Recent years have seen a return to high inflation that has sparked debate about the causal role of monetary policy in significant price increases, especially in the context of the quantity theory of money. This book builds upon a long-accepted tradition of quantity theory of money in explaining long-run inflation levels.
It elucidates how and why - despite its important limitations - the theory can be applied throughout history, including the 2022 spikes in inflation. It also demonstrates how and why the quantity theory, with some internally good reasons, is not part of the modern monetary policy framework. The book argues that firstly, the issue of non-operationability of the money supply is a policy problem, but not a causality problem. Secondly, while some models can work without money, and while a simple deterministic relationship between money base and aggregates may not exist, the author shows that there is still room for quantity theory to be true. Thirdly, perhaps most importantly, as the book shows, the apparent lack of a relationship between the inflation index and money supply with single-digit inflation is a statistical artifact resulting from confounding factors.

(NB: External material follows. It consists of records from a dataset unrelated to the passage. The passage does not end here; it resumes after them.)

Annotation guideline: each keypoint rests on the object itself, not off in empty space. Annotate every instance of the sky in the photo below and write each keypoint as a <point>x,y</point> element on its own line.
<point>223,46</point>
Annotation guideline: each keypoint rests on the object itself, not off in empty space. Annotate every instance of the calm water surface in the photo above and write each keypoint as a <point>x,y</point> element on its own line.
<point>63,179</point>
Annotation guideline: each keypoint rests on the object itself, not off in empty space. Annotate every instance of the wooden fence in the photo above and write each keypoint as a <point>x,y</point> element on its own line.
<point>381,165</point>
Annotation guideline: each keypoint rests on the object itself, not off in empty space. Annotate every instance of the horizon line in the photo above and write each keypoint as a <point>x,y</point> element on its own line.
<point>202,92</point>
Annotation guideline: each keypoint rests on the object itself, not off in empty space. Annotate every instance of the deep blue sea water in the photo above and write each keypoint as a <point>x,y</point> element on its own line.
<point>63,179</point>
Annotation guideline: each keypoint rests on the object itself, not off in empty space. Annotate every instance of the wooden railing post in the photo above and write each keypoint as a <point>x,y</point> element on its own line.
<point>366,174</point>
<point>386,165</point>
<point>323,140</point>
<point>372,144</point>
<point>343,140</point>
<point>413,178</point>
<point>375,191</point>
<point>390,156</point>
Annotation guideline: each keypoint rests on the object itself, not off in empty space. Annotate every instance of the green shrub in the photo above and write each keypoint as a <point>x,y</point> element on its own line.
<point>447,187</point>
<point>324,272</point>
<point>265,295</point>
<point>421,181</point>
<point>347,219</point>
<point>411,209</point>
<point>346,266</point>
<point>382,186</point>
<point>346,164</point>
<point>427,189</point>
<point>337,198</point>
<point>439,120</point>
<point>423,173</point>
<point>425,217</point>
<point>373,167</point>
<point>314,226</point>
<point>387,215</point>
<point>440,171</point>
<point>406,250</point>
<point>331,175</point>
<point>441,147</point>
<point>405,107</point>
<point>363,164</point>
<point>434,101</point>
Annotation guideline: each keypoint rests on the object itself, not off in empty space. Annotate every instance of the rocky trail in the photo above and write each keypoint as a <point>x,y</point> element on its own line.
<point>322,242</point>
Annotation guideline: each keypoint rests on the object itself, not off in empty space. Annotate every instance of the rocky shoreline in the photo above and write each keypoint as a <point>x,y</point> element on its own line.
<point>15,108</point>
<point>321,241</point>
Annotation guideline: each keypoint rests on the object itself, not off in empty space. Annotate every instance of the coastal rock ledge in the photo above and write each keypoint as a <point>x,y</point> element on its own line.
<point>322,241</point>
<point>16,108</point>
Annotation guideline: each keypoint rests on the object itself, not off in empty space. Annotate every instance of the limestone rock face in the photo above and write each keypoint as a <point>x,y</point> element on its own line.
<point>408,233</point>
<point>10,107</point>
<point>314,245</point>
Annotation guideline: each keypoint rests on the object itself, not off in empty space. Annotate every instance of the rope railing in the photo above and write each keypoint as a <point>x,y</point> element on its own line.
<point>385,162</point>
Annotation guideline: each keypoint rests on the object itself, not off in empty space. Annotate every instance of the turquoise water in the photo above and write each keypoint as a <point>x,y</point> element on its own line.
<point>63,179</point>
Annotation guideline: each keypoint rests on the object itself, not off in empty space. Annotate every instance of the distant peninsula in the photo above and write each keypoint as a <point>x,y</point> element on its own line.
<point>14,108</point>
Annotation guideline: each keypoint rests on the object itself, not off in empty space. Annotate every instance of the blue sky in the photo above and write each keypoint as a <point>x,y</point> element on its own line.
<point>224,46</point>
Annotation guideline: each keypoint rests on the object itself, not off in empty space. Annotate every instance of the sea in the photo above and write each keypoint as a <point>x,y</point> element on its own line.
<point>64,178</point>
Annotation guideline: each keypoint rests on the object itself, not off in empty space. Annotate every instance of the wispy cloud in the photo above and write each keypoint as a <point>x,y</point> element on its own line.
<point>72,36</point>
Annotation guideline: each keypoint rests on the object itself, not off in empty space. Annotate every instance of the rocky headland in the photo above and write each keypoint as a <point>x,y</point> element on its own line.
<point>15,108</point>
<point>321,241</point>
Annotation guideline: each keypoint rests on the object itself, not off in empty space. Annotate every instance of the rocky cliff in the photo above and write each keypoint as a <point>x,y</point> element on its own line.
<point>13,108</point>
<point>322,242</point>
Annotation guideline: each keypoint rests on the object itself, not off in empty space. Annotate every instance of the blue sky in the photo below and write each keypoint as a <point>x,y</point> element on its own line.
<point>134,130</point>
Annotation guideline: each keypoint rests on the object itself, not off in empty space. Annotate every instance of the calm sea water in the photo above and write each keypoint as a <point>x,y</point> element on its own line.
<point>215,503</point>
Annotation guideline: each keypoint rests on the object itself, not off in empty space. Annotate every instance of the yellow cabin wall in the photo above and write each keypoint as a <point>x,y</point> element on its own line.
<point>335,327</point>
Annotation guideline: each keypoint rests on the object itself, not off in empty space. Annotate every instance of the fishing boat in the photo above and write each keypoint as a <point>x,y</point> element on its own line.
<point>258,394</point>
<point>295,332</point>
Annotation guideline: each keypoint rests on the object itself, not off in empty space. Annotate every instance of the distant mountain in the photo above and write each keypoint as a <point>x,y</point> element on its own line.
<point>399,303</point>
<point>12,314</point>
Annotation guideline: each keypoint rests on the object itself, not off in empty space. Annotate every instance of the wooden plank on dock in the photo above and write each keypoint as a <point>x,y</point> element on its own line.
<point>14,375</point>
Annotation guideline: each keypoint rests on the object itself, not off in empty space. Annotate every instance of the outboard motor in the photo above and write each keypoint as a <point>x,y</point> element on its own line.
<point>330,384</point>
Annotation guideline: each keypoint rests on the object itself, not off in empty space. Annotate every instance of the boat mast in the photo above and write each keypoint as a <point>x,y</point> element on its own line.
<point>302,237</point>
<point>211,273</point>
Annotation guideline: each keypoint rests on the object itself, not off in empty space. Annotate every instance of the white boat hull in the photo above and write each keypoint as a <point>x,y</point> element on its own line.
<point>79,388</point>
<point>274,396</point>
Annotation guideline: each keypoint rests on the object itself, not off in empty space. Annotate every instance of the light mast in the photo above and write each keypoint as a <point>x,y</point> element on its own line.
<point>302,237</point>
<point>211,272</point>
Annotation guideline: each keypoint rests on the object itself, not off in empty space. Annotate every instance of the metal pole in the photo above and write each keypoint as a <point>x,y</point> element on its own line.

To conclude, although the quantity theory of money has not been employed in recent Central bank policy, it still holds up surprisingly well in explaining real world phenomena, including the current record inflation levels.
The practical significance of this book is to illustrate to researchers and scholars how classical macroeconomic thinking can explain key monetary factors that lead to inflation, but also at the same time show that it is fully compatible with modern macroeconomics and is not just a thing of the past.